Pour une jeune patiente de 12 ans ayant consulté pour agénésie des latérales le choix a été fait de traiter le problème par orthodontie et implants en place de 12 et 22. La situation après traitement orthodontique est favorable. Une attention particulière est prêtée aux papilles qui sont présentes et dont l’importance est capitale pour le résultat esthétique final. Elles seront préservées tout au long des étapes chirurgicales. En vue occlusale on note l’espace mésio-distal équilibré entre droite et gauche et des concavités vestibulaires qui doivent être corrigées afin de créer un profil esthétique.

Premier temps chirurgical

Augmentation du volume osseux. des lambeaux d’épaisseur totale sont levés afin de mettre en évidence les corticales vestibulaires. Noter les tracés d’incision qui ménagent les papilles proximales. Un matériau de comblement est mis en place (Bio-oss) dans les concavités vestibulaires et protégé par une membrane résorbable (Osseoguard). La prothèse amovible partielle est remise en place, en suppriment la fausse gencive.

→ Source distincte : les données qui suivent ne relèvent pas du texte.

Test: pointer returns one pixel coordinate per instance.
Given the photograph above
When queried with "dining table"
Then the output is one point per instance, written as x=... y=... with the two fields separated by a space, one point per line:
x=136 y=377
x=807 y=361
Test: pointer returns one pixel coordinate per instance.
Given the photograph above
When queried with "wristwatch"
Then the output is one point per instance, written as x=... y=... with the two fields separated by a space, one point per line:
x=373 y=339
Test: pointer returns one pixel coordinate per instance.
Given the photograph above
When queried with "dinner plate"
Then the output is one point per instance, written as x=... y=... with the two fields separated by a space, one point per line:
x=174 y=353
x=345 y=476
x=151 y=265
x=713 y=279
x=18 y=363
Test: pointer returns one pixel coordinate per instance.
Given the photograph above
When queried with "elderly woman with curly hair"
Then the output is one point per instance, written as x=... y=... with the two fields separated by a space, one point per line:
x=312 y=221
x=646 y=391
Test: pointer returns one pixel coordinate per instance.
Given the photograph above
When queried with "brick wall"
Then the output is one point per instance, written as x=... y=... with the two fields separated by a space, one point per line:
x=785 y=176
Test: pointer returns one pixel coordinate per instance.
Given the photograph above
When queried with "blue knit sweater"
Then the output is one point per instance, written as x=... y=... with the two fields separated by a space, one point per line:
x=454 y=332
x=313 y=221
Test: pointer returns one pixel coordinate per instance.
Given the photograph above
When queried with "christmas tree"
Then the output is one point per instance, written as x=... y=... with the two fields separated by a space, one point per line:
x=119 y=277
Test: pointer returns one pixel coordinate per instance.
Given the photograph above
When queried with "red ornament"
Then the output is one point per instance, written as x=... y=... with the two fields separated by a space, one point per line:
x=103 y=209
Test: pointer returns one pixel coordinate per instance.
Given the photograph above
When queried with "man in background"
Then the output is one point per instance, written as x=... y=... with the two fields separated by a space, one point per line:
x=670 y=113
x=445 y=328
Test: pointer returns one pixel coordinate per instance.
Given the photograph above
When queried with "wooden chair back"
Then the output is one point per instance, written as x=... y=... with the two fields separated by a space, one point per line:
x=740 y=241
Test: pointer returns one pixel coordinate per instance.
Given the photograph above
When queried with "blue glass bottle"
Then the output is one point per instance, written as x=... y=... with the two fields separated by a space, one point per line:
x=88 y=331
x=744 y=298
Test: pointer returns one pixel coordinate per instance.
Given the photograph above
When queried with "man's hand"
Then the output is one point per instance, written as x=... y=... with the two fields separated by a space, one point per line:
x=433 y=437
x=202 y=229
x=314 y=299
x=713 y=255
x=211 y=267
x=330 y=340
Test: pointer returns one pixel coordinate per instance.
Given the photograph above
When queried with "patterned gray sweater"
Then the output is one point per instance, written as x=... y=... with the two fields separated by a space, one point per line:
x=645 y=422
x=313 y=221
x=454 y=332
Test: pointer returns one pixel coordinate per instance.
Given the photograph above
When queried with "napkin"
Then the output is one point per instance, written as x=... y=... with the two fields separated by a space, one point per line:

Elle contribue à mettre en forme la gencive dans la zone augmentée et favorise la délimitation du futur collet des prothèses.

Second temps chirurgical

Mise en place des implants. La patiente est revue après 6 mois pour la mise en place des implants (Biomet 3i Prevail® 3:4/3×11.5 mm). De nouveau les lambeaux préservent les papilles. Les implants sont mis en place en respectant les critères habituels de positionnement; en particulier l’axe d’émergence cingulaire est important pour permettre le transvissage de la prothèse. De ce respect découle la possibilité d’une morphologie prothétique compatible avec la pérennité des tissus de soutien et des papilles. La PAP est réadaptée et remise en place.

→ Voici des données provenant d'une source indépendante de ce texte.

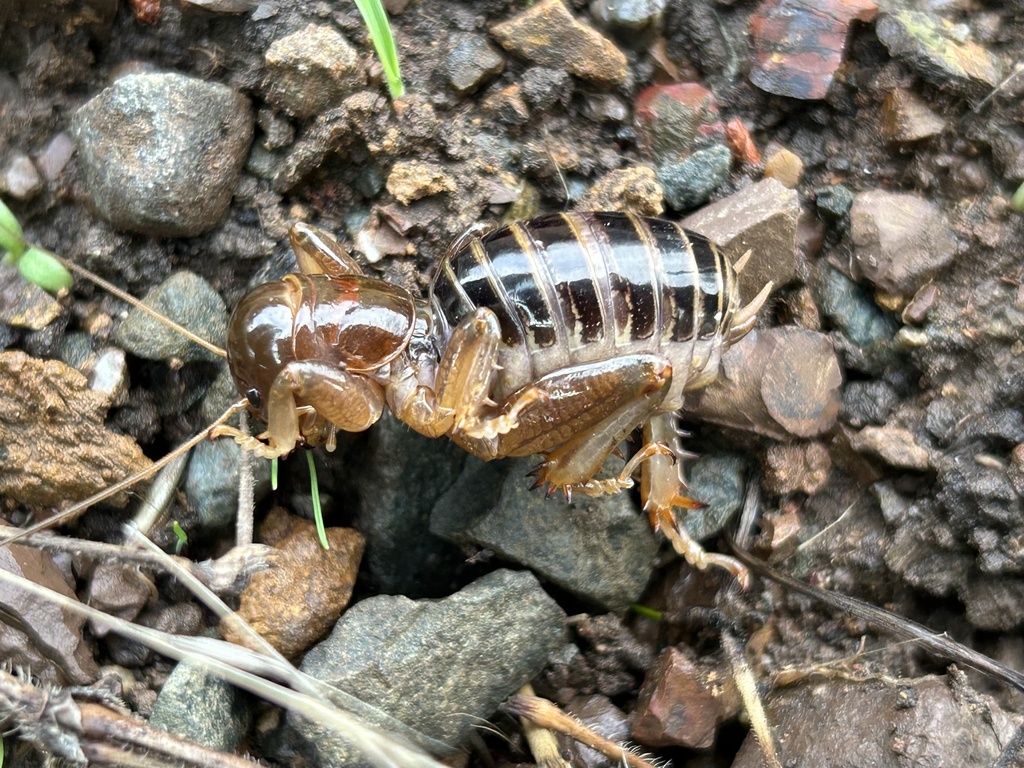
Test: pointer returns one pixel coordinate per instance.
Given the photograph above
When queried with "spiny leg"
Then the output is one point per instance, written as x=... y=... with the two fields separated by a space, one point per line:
x=350 y=401
x=585 y=412
x=459 y=403
x=663 y=488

Troisième temps chirurgical

Mise en fonction des implants. Après 4 mois la patiente est revue pour la mise en place des prothèses provisoires fixées. Le désenfouissement des implants est réalisé. Des rouleaux conjonctifs vestibulaires permettent l’accès aux vis de couverture des implants tout en augmentant l’épaisseur de la gencive vestibulaire et en préservant les papilles proximales.

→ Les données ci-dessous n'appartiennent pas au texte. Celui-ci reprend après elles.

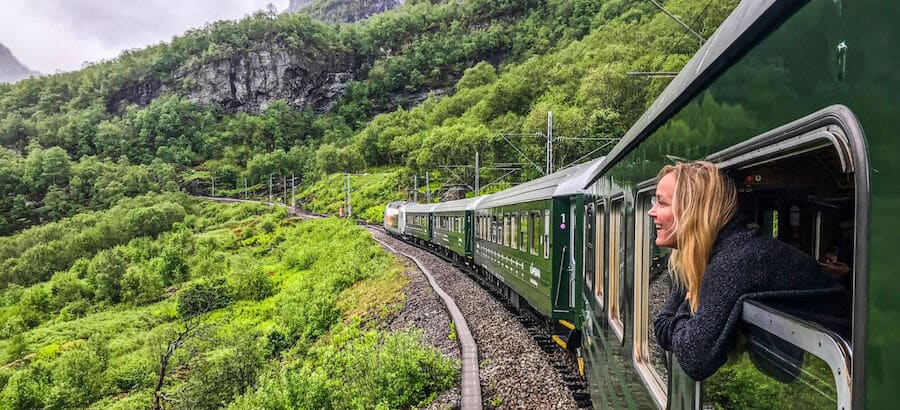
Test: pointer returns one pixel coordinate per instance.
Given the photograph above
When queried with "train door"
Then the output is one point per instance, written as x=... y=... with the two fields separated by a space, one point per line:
x=616 y=269
x=599 y=261
x=652 y=285
x=589 y=244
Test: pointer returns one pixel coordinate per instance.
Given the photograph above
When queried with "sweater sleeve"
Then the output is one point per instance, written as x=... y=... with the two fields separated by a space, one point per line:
x=664 y=323
x=701 y=342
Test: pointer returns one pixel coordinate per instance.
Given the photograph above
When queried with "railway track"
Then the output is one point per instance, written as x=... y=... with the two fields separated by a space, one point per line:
x=525 y=379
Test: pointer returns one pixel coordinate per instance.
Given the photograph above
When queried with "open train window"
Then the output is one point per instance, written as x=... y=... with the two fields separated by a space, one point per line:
x=589 y=244
x=600 y=228
x=652 y=285
x=546 y=237
x=616 y=258
x=800 y=184
x=506 y=230
x=536 y=230
x=523 y=231
x=515 y=231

La prothèse transitoire transvissée est placée le jour de l’intervention. Sa forme vestibulaire est l’objet d’une attention particulière au laboratoire (modèle avec fausse gencive). Une concavité vestibulaire est ménagée dans la portion transgingivale afin de préserver l’épaisseur des tissus et leur vascularisation. La vue occlusale des prothèses fixées provisoires montre bien, d’une part la précision de l’axe d’émergence cingulaire, et, d’autre part le gain de volume tissulaire vestibulaire obtenu par la chirurgie. Par ailleurs les papilles sont présentes et favoriseront l’intégration des futures prothèses permanentes dans l’esthétique du sourire. Les radios montrent la situation avec les prothèses fixées transitoires.

Prothèses permanentes

Après dépose des provisoires l’épaisseur de la gencive est bien visible ainsi que le profil d’émergence épais et esthétique. À l’identique des dents temporaires, une concavité vestibulaire de la partie trans-gingivale permet de maintenir le manchon conjonctif obtenu lors des différentes étapes chirurgicales..

Les empreintes sont réalisées et transférées au laboratoire qui élabore un modèle de travail avec fausse gencive amovible.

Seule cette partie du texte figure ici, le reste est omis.